Kulturpolitik und kulturelle Bildung
von Julius Heinicke
Erschienen in: Recherchen 148: Sorge um das Offene – Verhandlungen von Vielfalt im und mit Theater (05/2019)
Teilhabe an Kultur ist in hiesigen Breitengraden seit jeher ein wichtiges nicht nur kulturelles, sondern auch politisches und pädagogisches Gut. So haben Kulturinstitutionen in Deutschland seit Jahrhunderten eine bedeutende Funktion hinsichtlich (politischer) Bildung inne. Damit Kultur ihr Kapital im Sinne Bourdieus entwickeln kann, geht mit ihr das Schaffen von Bildung einher: Theater-, Museums- und Konzertbesuche sind für das Bürgertum nicht nur unverzichtbare Rituale. Bei näherer Betrachtung des Begriffs „Bildungsbürgertum“ wird zudem deren hoher Stellenwert innerhalb der deutschen Gesellschaft für den Bereich Bildung sichtbar.
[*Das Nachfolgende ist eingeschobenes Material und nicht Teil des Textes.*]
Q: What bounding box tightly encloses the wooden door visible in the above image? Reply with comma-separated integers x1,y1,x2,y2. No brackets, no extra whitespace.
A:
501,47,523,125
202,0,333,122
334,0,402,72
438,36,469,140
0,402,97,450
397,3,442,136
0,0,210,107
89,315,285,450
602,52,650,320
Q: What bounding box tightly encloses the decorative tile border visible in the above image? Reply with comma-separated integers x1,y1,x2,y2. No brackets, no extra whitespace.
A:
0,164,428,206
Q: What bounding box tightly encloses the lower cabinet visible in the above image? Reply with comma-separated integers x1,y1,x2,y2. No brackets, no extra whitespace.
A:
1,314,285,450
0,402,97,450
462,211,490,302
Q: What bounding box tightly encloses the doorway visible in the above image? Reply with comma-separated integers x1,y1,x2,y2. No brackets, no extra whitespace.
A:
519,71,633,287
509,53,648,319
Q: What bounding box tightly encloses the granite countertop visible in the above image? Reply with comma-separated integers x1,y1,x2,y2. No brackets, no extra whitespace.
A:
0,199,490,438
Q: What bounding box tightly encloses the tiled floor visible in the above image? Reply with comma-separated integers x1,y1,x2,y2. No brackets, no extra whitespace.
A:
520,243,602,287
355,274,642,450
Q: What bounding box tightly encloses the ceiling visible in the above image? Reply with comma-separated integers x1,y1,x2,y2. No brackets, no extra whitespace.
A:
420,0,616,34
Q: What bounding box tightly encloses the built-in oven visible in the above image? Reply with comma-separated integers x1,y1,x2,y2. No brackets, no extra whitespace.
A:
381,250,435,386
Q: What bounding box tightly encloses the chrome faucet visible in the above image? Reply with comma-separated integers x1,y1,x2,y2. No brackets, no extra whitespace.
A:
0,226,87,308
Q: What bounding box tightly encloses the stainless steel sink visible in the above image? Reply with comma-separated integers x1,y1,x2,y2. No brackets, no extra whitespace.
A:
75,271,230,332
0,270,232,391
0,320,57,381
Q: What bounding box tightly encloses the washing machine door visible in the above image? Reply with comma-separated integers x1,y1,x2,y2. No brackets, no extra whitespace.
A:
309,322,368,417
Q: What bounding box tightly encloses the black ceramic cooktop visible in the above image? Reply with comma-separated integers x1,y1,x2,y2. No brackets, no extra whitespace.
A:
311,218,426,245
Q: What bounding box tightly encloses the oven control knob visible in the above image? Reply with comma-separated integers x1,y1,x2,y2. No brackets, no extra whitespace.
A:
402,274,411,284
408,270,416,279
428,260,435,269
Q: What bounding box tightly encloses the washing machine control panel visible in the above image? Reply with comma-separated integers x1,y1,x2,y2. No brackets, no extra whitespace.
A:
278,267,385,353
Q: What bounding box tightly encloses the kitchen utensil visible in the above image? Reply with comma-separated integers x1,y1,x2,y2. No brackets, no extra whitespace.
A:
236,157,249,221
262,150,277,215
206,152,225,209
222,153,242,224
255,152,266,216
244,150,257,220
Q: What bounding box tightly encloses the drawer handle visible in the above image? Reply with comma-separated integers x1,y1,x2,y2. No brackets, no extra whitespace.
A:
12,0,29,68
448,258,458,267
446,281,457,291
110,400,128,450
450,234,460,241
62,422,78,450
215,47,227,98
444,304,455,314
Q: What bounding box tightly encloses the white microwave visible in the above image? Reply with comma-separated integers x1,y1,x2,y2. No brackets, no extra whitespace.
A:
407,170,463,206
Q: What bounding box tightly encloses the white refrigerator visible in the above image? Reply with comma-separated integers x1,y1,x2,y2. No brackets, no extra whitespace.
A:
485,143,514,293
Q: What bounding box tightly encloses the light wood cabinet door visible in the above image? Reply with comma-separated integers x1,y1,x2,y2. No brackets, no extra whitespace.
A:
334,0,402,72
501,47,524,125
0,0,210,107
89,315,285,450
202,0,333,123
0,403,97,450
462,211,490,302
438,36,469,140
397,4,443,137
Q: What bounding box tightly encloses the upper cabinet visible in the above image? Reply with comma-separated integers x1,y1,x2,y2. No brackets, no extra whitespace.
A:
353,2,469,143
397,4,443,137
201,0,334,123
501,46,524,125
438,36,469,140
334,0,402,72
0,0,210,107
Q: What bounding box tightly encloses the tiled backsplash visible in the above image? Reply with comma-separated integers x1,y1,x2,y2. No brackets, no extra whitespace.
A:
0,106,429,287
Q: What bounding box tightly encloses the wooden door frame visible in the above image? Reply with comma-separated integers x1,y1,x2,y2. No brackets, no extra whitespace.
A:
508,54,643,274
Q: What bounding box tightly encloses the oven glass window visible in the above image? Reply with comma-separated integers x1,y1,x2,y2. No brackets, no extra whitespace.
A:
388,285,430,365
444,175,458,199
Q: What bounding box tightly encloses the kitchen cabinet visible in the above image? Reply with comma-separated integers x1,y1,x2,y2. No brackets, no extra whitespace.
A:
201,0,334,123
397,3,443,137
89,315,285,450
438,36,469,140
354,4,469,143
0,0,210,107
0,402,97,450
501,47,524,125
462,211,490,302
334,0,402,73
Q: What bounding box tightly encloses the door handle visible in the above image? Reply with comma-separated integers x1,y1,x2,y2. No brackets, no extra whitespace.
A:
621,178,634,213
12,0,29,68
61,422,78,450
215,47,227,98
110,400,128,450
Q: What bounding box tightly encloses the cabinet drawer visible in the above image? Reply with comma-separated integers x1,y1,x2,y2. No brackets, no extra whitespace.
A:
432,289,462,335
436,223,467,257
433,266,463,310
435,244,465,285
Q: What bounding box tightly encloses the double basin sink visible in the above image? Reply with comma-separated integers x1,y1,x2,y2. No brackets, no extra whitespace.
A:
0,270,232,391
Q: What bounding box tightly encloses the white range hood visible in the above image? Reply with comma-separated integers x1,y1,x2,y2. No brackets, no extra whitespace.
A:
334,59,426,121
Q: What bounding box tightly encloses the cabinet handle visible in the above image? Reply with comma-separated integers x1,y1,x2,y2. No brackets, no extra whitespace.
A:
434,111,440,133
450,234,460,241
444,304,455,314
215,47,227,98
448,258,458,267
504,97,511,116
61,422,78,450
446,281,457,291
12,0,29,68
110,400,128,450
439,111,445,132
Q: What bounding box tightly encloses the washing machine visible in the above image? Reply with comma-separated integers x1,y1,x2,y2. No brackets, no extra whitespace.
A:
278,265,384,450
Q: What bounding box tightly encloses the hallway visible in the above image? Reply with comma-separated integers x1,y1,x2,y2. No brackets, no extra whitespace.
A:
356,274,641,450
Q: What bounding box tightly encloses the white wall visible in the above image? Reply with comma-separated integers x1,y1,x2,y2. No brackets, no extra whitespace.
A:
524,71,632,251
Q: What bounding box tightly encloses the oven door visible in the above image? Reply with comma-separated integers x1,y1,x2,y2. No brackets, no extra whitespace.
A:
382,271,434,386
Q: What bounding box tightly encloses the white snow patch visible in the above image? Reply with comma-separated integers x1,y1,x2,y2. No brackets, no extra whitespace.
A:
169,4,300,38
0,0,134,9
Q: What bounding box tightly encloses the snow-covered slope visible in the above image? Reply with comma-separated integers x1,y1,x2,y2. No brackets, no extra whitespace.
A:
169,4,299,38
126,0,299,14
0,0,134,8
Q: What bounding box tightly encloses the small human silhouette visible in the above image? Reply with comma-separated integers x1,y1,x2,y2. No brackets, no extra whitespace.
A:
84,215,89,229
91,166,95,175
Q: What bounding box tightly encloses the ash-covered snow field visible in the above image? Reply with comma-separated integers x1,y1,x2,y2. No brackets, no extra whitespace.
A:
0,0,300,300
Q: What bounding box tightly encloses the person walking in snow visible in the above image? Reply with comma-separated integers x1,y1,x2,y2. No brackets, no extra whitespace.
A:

So spielen für die Definition und das „Erlernen“ von Bildung Kulturinstitutionen eine bedeutende Rolle: Nicht nur Theateraufführungen gelten seit langer Zeit als Lernort bürgerlicher Etikette, sondern auch Konzerte und Ausstellungen sind für den Bildungssektor hoch geachtete Reflexions- und Erfahrungsräume. Die „Kultusministerien“ der Länder sind meist auch für Bildung und Wissenschaft zuständig, beziehungsweise fallen Kultur und Bildung oftmals in einem Ministerium zusammen.
Georg Bollenbeck zeigt in Bildung und Kultur: Glanz und Elend eines deutschen Deutungsmusters, inwieweit innerhalb des deutschen „Sonderwegs“275 „‚Bildung‘ und ‚Kultur‘ […] als Besitz [erscheinen], als sozialreputative Aktivposten, mit denen man sich schmückt.“276 In dieser Tradition lässt sich die Forderung nach „kultureller Bildung“ verorten, die nach der PISA-Misere kurz nach der Jahrtausendwende als...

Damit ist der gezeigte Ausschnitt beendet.